Even the battle spots where our old soldiers fought and died, are not beyond the reach of this pollution. The very hill made sacred by the blood of freedom’s earliest martyrs, is sold and trafficked for.3

But it has been reserved for our city to put the damning climax to these deeds that disgrace humanity. A set of miserable wretches—through courtesy, we suppose, passing in the world as gentlemen—have, within the past fortnight, rendered themselves infamous by desecrating the very grave, in order to add something to their ill won heaps of gold. We are almost at a loss for terms of opprobrium severe enough to characterise the conduct of these mean and brutal money worshippers. Do they pretend to possess the souls of men? After thus becoming a scandal and a disgrace to nature—after thus doing what the very wickedest criminal at Sing Sing4 would scorn—they might as well go and buy ropes and hang themselves; for they surely cannot expect hereafter that which decent men deserve, as honor, love, obedience, troops of friends.

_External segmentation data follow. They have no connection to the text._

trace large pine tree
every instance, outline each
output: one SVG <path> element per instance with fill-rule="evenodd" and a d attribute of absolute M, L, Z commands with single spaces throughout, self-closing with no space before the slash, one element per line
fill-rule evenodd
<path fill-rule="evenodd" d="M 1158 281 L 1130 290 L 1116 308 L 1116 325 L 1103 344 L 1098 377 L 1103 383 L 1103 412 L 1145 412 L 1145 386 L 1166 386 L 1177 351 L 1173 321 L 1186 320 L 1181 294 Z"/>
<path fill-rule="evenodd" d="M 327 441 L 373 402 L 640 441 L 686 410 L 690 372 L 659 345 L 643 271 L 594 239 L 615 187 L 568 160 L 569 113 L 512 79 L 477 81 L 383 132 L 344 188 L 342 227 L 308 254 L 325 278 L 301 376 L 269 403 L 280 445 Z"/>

These creatures actually set people to work with spades and pickaxes to dig down and pitch out the decayed relics of bodies buried there! Fleshless bones, and ghastly skeletons, and skulls with the hair still attached to them, and the brittle relics of young infants, and the shrouded ashes of age, and forms of once beautiful maidens, now putrid in corruption—all these, fearful and sickening, and making the very heart of the looker on to thrill with horror—were struck in by the cold steel, and pitched to and fro, as loafers5 pitch pennies upon the dock.

Let the finger of scorn and indignation be pointed at these men. Let popular opinion show them what reward is meted out to soulless brutes, who outrage every pure and gentle feeling of the soul—every sentiment of love, every remnant of the perfection that was Adam’s in Eden!


Notes:

1. Throughout this editorial, Whitman indirectly refers to the violation of graves, possibly in search of cadavers for medical education, a phenomenon not unusual in New York City in the 18th and 19th century. See: Robert Swan, "Prelude and Aftermath of the Doctors' Riot of 1788: A Religious Interpretation of White and Black Reaction to Grave Robbing," New York History 81, no. 4 (October 2000): 417–456. [back]

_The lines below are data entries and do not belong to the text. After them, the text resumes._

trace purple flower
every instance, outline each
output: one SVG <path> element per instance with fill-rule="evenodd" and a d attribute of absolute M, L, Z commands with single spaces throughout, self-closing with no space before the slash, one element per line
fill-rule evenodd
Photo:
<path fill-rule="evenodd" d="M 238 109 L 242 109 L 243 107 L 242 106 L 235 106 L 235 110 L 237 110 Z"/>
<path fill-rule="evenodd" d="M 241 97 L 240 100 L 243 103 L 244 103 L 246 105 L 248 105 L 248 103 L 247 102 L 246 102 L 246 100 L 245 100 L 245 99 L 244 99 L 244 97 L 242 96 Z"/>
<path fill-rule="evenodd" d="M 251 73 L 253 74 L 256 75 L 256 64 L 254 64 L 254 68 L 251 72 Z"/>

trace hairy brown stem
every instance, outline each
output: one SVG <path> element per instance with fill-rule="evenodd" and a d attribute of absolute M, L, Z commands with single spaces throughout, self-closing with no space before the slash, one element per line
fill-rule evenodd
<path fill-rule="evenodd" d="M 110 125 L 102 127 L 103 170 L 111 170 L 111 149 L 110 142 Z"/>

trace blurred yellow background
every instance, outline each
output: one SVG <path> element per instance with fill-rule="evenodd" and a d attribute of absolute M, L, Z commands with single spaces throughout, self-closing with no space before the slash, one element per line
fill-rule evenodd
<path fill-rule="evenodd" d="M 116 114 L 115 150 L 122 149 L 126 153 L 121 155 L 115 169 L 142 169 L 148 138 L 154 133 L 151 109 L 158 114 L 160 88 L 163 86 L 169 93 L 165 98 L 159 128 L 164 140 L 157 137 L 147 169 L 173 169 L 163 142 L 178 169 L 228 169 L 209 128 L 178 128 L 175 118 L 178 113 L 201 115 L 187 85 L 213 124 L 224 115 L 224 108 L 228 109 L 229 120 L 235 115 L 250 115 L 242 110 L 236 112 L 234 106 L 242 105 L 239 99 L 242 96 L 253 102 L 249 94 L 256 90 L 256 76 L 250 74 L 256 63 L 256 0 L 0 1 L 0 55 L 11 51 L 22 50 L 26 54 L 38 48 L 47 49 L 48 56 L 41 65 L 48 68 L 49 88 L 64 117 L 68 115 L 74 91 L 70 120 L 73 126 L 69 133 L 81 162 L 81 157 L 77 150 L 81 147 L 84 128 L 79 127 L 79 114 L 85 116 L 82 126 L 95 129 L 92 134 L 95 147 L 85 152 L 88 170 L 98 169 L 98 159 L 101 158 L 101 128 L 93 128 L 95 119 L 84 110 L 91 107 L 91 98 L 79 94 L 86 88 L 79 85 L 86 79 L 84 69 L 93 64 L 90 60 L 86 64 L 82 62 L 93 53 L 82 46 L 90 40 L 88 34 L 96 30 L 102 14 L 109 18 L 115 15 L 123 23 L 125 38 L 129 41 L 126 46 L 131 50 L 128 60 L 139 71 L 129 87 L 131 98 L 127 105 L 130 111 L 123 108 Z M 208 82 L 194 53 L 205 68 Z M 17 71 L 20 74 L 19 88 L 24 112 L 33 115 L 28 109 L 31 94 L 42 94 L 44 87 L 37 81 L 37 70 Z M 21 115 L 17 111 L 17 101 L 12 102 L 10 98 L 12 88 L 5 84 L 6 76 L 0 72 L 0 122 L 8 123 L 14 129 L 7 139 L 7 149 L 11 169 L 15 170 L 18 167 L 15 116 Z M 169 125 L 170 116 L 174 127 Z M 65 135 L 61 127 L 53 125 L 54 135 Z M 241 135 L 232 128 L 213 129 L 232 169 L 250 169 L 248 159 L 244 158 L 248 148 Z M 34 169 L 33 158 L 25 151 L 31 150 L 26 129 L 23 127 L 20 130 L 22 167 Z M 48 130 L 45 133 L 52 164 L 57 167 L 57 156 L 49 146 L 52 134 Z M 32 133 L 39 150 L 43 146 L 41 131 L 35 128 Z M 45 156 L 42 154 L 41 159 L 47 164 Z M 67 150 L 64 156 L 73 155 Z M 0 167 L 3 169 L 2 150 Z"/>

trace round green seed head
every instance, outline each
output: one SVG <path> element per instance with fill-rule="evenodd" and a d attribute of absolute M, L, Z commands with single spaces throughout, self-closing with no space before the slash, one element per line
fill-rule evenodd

2. In a financial bubble or "paper money bubble," the price of an asset falsely rises above its true value. As the price continues to rise it will be sold for more and more to the next buyer until eventually the "bubble" bursts and the price falls dramatically. Someone will stand to lose while someone stands to gain. For more on financial bubbles, see: Peter M. DeMarzo, Ron Kaniel, and Ilan Kremer, "Relative Wealth Concerns and Financial Bubbles," Review of Financial Studies 21, no. 1 (2008): 19–50. [back]

3. Whitman is likely referring to the Bunker Hill Monument in Boston, begun in 1825, but only completed in 1842. See: "Commemoration, Public Art, and the Changing Meaning of the Bunker Hill Monument," The Public Historian 25, no. 2 (2003): 55–71, especially 66–67. [back]

4. Sing Sing was a prison located 32 miles north of New York City in the town of Ossining. Opened in 1825, it would quickly reach its capacity, and by the second half of the 19th century would become America’s most infamous prison. Carved out of stone, it had little to offer its occupants other than tiny cells and an extreme lack of sanitation. However, Sing Sing was not just a prison; it was also a factory run by a massive convict labor force. The work force of over 1,500 labored daily producing goods from stoves to shoes, making Sing Sing prison one of America’s largest manufacturing complexes (Timothy Gilfoyle, A Pickpockets Tale: The Underworld of Nineteenth-Century New York [New York: W.W. Norton, 2006], 42-58). For more on Sing Sing prison, see: Lee Bernstein, "The Hudson River School of Incarceration: Sing Sing in Antebellum New York," American Nineteenth Century History 14, no. 3 (2013): 261-282. [back]

5. The term "loaf" or "loafer" comes from the German noun "landläufer," which in the original context meant a tramp or vagabond. Whitman first used the term "loafer" in 1840 when celebrating those people that he defined as such; he made this reference in "Sun-Down Papers—[No. 9]" which was published in the Long Island Democrat on November 24, 1840. In the 1855 edition of Leaves of Grass, Whitman famously wrote, "I loafe and invite my soul, I lean and loafe at my ease . . . . observing a spear of summer grass" (Leaves of Grass [Brooklyn: n.p., 1855], 13). [back]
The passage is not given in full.